The US president called in apparently unprompted to say that grainy video footage claiming to show an unexploded mine being removed from one of the tankers was proof of Iran’s involvement.
The US military released a video that it says shows members of the Iranian Revolutionary Guard recovering a limpet mine from the side of the Japaneseowned Kokuka Courageous in the Gulf of Oman, off the coast of Iran.
A military patrol boat appeared to pull up alongside the tanker to remove the mine on Thursday night following the attacks at dawn that day.
Mr Trump, who was celebrating his 73rd birthday, told the Fox & Friends breakfast show that the footage, shot from the USS Bainbridge destroyer under cover of darkness, ‘exposed’ Iran as being responsible.
‘Iran did do it,’ he said. ‘You know they did it because you saw the boat. I guess one of the mines didn’t explode and it’s probably got, essentially, Iran written all over it.
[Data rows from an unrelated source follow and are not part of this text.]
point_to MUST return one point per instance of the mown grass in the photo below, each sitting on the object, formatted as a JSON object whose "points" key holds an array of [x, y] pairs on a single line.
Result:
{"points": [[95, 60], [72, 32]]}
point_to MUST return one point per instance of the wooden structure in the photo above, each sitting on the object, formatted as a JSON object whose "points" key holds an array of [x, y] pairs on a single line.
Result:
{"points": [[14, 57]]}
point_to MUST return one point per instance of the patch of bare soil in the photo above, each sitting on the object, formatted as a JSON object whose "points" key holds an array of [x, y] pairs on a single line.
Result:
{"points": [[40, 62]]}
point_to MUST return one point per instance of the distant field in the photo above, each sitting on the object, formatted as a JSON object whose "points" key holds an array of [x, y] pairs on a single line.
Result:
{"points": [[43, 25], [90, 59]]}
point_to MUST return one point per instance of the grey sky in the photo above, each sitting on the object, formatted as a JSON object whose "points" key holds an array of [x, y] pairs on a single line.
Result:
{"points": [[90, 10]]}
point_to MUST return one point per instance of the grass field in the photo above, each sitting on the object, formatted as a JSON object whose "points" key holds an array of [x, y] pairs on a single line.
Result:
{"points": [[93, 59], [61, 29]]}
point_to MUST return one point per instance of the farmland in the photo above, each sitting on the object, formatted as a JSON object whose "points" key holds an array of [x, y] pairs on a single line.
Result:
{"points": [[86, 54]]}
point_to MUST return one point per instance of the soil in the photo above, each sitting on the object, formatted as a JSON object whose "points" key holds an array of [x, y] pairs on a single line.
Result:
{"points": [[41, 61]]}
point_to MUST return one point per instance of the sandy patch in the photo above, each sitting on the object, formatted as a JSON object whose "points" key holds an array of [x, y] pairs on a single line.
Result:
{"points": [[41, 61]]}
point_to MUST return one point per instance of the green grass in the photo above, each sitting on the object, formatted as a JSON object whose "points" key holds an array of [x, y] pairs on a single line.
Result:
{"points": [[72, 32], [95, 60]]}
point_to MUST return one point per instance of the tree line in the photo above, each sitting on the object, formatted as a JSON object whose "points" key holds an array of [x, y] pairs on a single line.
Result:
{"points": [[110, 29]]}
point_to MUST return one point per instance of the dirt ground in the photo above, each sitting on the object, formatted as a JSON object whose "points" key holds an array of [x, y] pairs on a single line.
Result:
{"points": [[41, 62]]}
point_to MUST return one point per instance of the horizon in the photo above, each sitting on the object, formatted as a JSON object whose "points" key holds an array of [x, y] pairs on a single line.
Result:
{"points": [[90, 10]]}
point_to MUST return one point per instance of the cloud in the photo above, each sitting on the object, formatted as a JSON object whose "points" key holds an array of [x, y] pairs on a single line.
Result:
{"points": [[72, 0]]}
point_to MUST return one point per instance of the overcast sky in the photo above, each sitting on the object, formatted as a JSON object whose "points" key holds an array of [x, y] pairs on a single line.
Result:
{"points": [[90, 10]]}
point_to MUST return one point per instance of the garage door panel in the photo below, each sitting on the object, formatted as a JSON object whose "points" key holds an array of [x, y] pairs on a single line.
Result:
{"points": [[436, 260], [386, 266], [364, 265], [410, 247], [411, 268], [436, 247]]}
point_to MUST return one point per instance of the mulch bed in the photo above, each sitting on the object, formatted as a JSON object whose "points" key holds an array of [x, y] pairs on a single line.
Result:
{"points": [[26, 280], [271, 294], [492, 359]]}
They didn’t want the evidence left behind.’
Ominously, he warned Tehran that if it tried to close the Strait of Hormuz, a vital shipping route that separates Iran and Oman, it would not stay closed ‘for long’.
‘They’re a nation of terror, and they’ve changed a lot since I’ve been president,’ Mr Trump said. ‘They’re in deep, deep trouble.’
Asked what the US intended to do next, Mr Trump replied: ‘We’re going to see how to stop these outrageous acts. We’ll see what happens, and we don’t take it lightly.’ Amid fears of escalating tensions in the region, Foreign Secretary Jeremy Hunt said last night: ‘I condemn yesterday’s attacks. Our own [independent] assessment leads us to conclude that responsibility for the attacks almost certainly lies with Iran.
‘These latest attacks build on a pattern of destabilising Iranian behaviour and pose a serious danger to the region. In targeting civilian shipping, international norms have been violated. It is essential that tankers and crews are able to pass through international waters safely. We call on Iran urgently to cease all forms of destabilising activity. The UK remains in close coordination with international partners to find diplomatic solutions to de-escalate tensions.’
Earlier, he said: ‘We are very worried about the situation in Iran because at the moment both sides in the dispute think that the other side doesn’t want war and the risk you have is that then they do something provocative that leads to catastrophic consequences that weren’t intended and so it’s a very dangerous situation.’
Dozens of crew members had to be rescued after explosions crippled both vessels. The Kokuka Courageous said it was hit twice and holed above the water line.
The head of the shipping company said crew members said they were ‘hit by a flying object’ before a second blast crippled the ship, with speculation they came under small arms fire at the same time.
Yesterday 21 crew rescued by the USS Bainbridge returned to the tanker so that it could be towed to port. The Norwegianowned Front Altair was the other tanker hit and a Dutch company has been appointed to salvage it.
Iran’s foreign ministry dismissed accusations that it attacked the tankers as ‘baseless’. Spokesman Abbas Mousavi said that blaming Iran was ‘convenient’ for US officials. Foreign minister Mohammad Javad Zarif tweeted that the US had ‘made allegations against Iran without a shred of factual or circumstantial evidence’.